In 1979 werd de landelijke stichting Veldstudiecentra opgericht. De bedoeling was om in elke provincie een centrum van de grond te krijgen. Jan van Ginkel: ‘We werden in de begintijd structureel gefinancierd door het ministerie van CRM, dat ook de stichting Orvelte subsidieerde waarvan de boerderij De Veldhoeve deel uitmaakte. Die boerderij werd ingericht als verblijfscentrum en in een nieuw bijgebouw kwamen ruimtes om met groepen aan het werk te gaan. We kregen daar een practicumlokaal, een uitgebreid documentatiecentrum, een materialenruimte en een leslokaal. Toen we begonnen waren er zeven formatieplaatsen. In de drukste jaren is dat zelfs nog doorgegroeid. Dat CRM dat toen allemaal betaalde, had als achtergrond dat men destijds met dit soort initiatieven de economie in het Noorden wilde stimuleren.’

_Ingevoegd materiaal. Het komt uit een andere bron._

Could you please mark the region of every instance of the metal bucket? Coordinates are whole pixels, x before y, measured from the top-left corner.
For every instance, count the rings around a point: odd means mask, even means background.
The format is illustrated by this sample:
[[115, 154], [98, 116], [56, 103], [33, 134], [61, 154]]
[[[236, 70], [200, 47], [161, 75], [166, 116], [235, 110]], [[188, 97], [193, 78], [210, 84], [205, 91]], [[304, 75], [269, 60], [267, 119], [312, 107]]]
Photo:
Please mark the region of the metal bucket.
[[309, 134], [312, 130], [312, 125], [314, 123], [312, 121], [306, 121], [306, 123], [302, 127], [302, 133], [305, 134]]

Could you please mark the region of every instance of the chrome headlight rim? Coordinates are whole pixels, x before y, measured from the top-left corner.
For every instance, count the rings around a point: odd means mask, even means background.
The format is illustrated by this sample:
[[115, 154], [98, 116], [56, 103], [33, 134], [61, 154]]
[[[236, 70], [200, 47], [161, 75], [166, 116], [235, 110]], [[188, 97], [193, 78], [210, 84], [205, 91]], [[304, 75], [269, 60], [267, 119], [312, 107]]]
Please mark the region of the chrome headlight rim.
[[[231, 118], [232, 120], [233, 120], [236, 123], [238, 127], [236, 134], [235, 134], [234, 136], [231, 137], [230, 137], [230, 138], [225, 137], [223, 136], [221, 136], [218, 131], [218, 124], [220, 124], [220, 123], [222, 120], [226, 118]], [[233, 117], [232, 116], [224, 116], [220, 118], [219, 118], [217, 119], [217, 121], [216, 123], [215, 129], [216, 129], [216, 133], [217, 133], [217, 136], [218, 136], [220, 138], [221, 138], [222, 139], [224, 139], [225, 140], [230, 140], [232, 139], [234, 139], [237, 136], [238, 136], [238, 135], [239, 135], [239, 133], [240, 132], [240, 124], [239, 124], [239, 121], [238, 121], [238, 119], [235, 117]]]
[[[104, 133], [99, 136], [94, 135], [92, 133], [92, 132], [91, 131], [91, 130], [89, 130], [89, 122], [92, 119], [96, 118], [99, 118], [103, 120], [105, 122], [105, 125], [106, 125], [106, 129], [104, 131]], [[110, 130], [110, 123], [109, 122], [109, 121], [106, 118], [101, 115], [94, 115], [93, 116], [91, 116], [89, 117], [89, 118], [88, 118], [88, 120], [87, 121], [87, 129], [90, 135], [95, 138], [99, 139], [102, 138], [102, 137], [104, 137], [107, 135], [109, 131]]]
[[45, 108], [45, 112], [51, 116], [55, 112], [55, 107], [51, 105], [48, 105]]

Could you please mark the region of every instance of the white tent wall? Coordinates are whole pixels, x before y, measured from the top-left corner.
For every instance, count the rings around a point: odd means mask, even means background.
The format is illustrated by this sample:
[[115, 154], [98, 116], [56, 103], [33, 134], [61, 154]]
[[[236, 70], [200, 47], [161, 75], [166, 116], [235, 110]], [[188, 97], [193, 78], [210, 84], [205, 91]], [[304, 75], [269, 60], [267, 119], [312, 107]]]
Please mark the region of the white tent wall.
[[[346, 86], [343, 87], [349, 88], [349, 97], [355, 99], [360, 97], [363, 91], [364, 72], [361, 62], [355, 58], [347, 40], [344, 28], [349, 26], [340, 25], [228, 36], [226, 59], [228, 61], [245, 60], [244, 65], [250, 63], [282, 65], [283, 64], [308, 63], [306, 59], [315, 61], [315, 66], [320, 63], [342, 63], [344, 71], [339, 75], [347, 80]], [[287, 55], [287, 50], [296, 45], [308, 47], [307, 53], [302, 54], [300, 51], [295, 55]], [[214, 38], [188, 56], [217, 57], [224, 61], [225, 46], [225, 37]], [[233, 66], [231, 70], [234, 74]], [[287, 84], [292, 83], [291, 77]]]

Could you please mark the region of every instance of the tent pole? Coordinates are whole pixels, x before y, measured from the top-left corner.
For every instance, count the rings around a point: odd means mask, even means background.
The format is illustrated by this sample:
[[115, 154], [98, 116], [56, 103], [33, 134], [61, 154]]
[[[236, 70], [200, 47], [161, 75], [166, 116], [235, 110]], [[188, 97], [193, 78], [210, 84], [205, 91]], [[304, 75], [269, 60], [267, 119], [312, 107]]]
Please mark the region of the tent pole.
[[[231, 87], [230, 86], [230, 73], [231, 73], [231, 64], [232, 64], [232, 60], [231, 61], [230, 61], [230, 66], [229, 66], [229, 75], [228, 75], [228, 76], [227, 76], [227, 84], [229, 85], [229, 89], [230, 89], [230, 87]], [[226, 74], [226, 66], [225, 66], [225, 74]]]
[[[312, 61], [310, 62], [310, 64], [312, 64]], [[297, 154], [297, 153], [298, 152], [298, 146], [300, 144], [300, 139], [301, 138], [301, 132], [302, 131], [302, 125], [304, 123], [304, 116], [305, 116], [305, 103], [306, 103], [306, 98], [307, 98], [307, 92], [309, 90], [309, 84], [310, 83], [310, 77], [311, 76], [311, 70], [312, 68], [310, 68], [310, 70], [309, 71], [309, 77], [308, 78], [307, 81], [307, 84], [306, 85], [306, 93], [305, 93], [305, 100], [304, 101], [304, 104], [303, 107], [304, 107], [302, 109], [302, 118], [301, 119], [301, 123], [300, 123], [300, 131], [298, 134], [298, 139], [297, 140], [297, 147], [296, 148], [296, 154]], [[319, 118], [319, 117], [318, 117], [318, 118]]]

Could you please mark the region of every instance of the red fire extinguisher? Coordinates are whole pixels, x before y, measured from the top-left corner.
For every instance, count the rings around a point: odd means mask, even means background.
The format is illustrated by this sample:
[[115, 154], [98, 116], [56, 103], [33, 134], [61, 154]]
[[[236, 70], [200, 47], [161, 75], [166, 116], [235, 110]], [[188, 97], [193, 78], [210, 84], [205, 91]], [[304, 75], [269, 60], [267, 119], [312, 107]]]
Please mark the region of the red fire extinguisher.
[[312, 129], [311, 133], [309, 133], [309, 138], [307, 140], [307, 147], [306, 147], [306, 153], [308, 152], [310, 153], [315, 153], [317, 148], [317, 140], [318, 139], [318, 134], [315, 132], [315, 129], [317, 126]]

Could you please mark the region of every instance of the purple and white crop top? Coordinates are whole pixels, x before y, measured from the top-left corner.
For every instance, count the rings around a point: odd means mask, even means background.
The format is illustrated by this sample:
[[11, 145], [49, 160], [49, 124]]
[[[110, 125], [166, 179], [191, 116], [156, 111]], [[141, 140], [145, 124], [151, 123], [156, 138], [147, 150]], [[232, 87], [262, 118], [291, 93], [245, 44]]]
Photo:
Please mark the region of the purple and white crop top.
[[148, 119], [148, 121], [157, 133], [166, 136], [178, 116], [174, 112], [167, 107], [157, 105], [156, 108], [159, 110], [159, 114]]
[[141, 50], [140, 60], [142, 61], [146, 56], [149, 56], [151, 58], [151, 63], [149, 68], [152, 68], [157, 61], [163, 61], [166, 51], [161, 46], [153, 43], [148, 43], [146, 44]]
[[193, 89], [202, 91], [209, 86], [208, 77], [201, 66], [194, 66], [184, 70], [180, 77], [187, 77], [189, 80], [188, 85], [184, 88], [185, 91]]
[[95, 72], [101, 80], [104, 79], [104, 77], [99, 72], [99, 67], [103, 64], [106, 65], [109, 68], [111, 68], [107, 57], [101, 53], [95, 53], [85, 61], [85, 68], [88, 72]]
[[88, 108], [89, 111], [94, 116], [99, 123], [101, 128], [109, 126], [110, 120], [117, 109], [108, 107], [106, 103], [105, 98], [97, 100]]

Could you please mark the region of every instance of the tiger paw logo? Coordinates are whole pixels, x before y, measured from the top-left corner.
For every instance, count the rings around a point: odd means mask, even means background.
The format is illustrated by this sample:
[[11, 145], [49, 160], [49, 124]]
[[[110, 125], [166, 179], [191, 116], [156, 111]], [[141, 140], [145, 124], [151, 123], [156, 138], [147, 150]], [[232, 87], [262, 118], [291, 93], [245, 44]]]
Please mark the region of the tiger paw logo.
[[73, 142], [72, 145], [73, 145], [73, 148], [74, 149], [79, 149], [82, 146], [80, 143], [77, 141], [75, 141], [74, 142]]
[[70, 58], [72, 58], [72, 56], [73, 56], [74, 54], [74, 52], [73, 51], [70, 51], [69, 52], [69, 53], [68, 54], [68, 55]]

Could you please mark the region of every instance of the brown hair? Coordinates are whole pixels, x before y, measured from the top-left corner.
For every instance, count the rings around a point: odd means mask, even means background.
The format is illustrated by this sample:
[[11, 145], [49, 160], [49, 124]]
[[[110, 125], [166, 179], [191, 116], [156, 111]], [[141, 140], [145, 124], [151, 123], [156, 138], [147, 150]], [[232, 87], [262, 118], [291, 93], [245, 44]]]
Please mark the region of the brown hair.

Vanaf 1995 is de structurele subsidie in een periode van twee jaar volledig afgebouwd. ‘We werken nu alleen nog projectmatig. We moeten voor ieder project waarmee we aan de slag willen eerst de financiën zien binnen te halen.’ Als projectleider doet Van Ginkel dat met verve (hij was tussen 1989 en 2001 directeur van het centrum in Orvelte maar fulltime managen beviel hem niet). Een voorbeeld van zo’n initiatief is ‘De wind in de wieken’, in het kader van het Jaar van de Molen. Samen met de erfgoedorganisatie Drents Plateau zal via een reeks activiteiten in 2007 de aandacht worden gevestigd op de Drentse molens. Een publicatie over die molens is een van de onderdelen. Andere projecten zijn onder meer ‘De ijstijd is onder ons’, waarin het landschap en met name de ondergrond van Drenthe ruime aandacht krijgt, en ‘Op de bres voor de jeneverbes’. Het centrum werkt ook daarbij nauw samen met andere Drentse organisaties.

Optimistisch

Groepen die tegenwoordig in het Veldstudiecentrum verblijven moeten voor alles betalen, ook voor de inhoudelijke kant van het programma dat ze krijgen aangeboden, vertelt Van Ginkel. ‘We stellen de accommodatie tegenwoordig ook beschikbaar voor familiereünies, personeelsverenigingen, vergaderingen en dat soort zaken. Dat is simpelweg een kwestie van geld verdienen. Maar ook dan proberen we nog wel iets educatiefs met betrekking tot natuur en landschap in het programma te krijgen. Vaak lukt dat ook. Toch is de belangstelling voor ons centrum sterk teruggelopen sinds we van alles en nog wat in rekening moeten brengen. Ook de oorspronkelijke personeelsformatie is sterk gekrompen: er werken hier nu nog drie mensen in de educatieve dienst en twee op de administratie, maar die werken ook voor de landelijke stichting. Aan de andere kant slagen we er steeds beter in om projecten binnen te halen en te financieren. Ik ben daarom optimistisch over de toekomst. In Drenthe zijn de lijntjes kort en dat maakt samenwerking gemakkelijk.’
Van Ginkel merkt op dat in Drenthe de band tussen mensen en hun omgeving nog nauw is, maar dat er toch ook in deze provincie nog steeds veel werk aan de winkel is voor het Veldstudiecentrum. ‘Neem de Ecologische Hoofdstructuur. We lopen in Drenthe voorop wat het aantal hectares betreft, maar het is vooral ook belangrijk om ervoor te zorgen dat men zo’n fenomeen positief waardeert. Daar wil ik een bijdrage aan leveren.’